Here’s a festive extract from So the Doves for you….

 

You walked side by side through the still unblemished snow, the only people out and about. Coloured lights flashed in the windows of the houses, and one or two had gone over board and had flashing reindeer and snowmen on their front lawns and giant plastic Santa’s balancing on their roof.

The two of you reached the main road that cut through town and led out to London just before dusk, your breath and voices hung in wisps of vapour before cooling and binding with the air. The chalk cliff – created when they cut through the old hill to build the new High Street and flyover – merged with the snow; the white, soft bones of sea creatures, not yet stone, still damp from being buried under fathoms of the heaving abundant sea and the pale temporary solid water that lay on it now.

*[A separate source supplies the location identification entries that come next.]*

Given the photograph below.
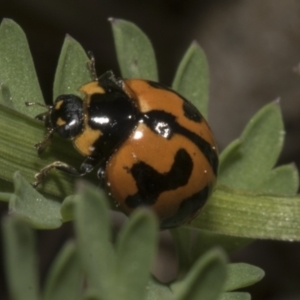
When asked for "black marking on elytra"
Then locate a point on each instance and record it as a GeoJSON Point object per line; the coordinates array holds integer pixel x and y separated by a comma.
{"type": "Point", "coordinates": [188, 207]}
{"type": "Point", "coordinates": [150, 183]}
{"type": "Point", "coordinates": [153, 117]}
{"type": "Point", "coordinates": [190, 111]}
{"type": "Point", "coordinates": [115, 115]}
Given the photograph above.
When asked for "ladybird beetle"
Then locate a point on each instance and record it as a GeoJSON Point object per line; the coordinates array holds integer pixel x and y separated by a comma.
{"type": "Point", "coordinates": [151, 146]}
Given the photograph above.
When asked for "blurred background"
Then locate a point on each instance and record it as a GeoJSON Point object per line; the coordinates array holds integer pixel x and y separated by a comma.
{"type": "Point", "coordinates": [253, 48]}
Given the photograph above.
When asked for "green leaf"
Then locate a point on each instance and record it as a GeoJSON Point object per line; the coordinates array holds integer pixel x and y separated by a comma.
{"type": "Point", "coordinates": [20, 259]}
{"type": "Point", "coordinates": [205, 280]}
{"type": "Point", "coordinates": [190, 244]}
{"type": "Point", "coordinates": [246, 214]}
{"type": "Point", "coordinates": [240, 275]}
{"type": "Point", "coordinates": [17, 153]}
{"type": "Point", "coordinates": [235, 296]}
{"type": "Point", "coordinates": [64, 280]}
{"type": "Point", "coordinates": [158, 291]}
{"type": "Point", "coordinates": [38, 211]}
{"type": "Point", "coordinates": [283, 180]}
{"type": "Point", "coordinates": [72, 71]}
{"type": "Point", "coordinates": [136, 247]}
{"type": "Point", "coordinates": [192, 78]}
{"type": "Point", "coordinates": [252, 157]}
{"type": "Point", "coordinates": [5, 196]}
{"type": "Point", "coordinates": [134, 51]}
{"type": "Point", "coordinates": [94, 241]}
{"type": "Point", "coordinates": [67, 208]}
{"type": "Point", "coordinates": [17, 73]}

The sky was grey and heavy with more snow; the roofs and cars were covered, giving no colourful relief from the soft whiteness. Only the two of you were out on the streets; trudging along, leaving your coupled footprints trailing behind as if the world belonged only to you. The town was placid and still. Even the pubs were shut for a few hours.

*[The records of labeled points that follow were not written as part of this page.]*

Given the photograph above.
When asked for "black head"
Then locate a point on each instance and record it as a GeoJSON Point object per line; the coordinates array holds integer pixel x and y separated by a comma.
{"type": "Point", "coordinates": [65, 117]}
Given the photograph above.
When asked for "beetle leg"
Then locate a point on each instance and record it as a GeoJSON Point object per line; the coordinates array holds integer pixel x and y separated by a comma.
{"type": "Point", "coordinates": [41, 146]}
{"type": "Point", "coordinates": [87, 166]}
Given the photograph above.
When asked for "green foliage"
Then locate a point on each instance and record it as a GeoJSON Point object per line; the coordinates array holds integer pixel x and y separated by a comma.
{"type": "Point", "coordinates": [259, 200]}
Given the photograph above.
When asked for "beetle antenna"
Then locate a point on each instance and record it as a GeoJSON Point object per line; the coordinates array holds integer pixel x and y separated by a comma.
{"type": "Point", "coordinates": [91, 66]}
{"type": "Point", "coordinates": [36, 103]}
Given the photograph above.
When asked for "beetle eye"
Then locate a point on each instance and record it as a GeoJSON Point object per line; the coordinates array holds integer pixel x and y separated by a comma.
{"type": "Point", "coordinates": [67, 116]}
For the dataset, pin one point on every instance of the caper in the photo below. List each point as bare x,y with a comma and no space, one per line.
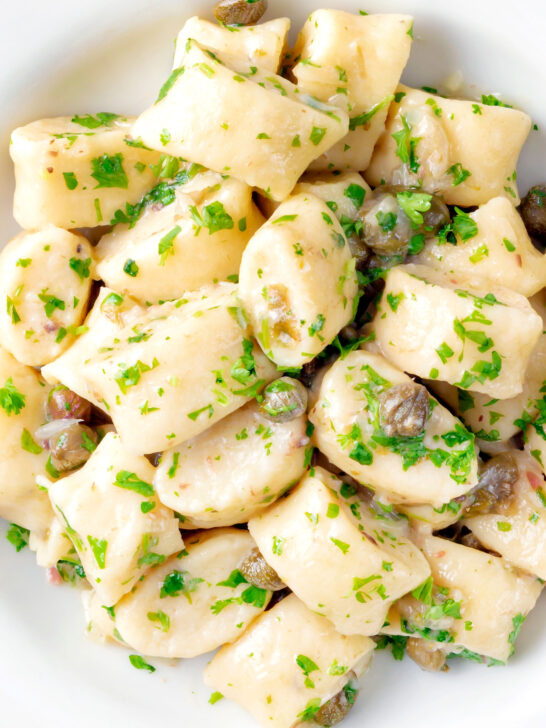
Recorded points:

You got to Georgie’s not long after four o’clock. The lift wasn’t working – which Mel said was a blessing as it stank of piss and the lights didn’t always work – so by the time you knocked on her 5th floor door you were sweaty and red-faced despite the cold.

‘You’re here!!! Come in, come in.’ Georgie grabbed you both, pulling you close for a hug. ‘I’m so glad to see you! I’ve got presents and a tree and everything!’ You followed her down the hall after shrugging off your coats and boots, past the bathroom into her living room, where a small green plastic tree wound with red and gold tinsel and flashing white lights took pride of place by the TV. A single bed was pushed up under the large window that looked out over the town and the river behind running khaki and devious like an enemy combatant lying low. A row of patchwork cushions lined the bed converting it to a sort-of sofa. A breakfast bar separated the living area from the small kitchen area. The whole place was spotless and smelt of fresh paint and air freshener.

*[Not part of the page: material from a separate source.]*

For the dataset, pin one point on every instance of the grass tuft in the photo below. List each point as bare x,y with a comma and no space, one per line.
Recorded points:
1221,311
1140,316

‘Jesus, George this place looks amazing,’ Mel said, pulling out a couple of presents and tucking them under the tree and then handing the bag to Georgie. ‘There’s some chocolates and a bottle of Bacardi from me mum in there for you.’

‘Oh bless her, say thanks for me. D’you really like it? I’m saving up to get carpet, so I’ve just got this for now,’ Georgie wrinkled a round yellow rug with her pointed foot. ‘But I painted all the walls meself, and got the bed linen and everything, and…’ She turned and walked into the kitchen area. ‘See, I’ve got a fridge and a cooker and a washing machine! The social sorted that out and me bed. All brand new an’ all.’ She put the bag on the counter and started opening the kitchen cupboards as if she were a dolly bird displaying prizes on one of those old-fashioned Saturday night TV shows. ‘A fitted kitchen too.’

‘It’s brilliant,’ Mel said and you nodded, unsure what to say.

‘I’ve even got some stools so we can sit and eat proper too.’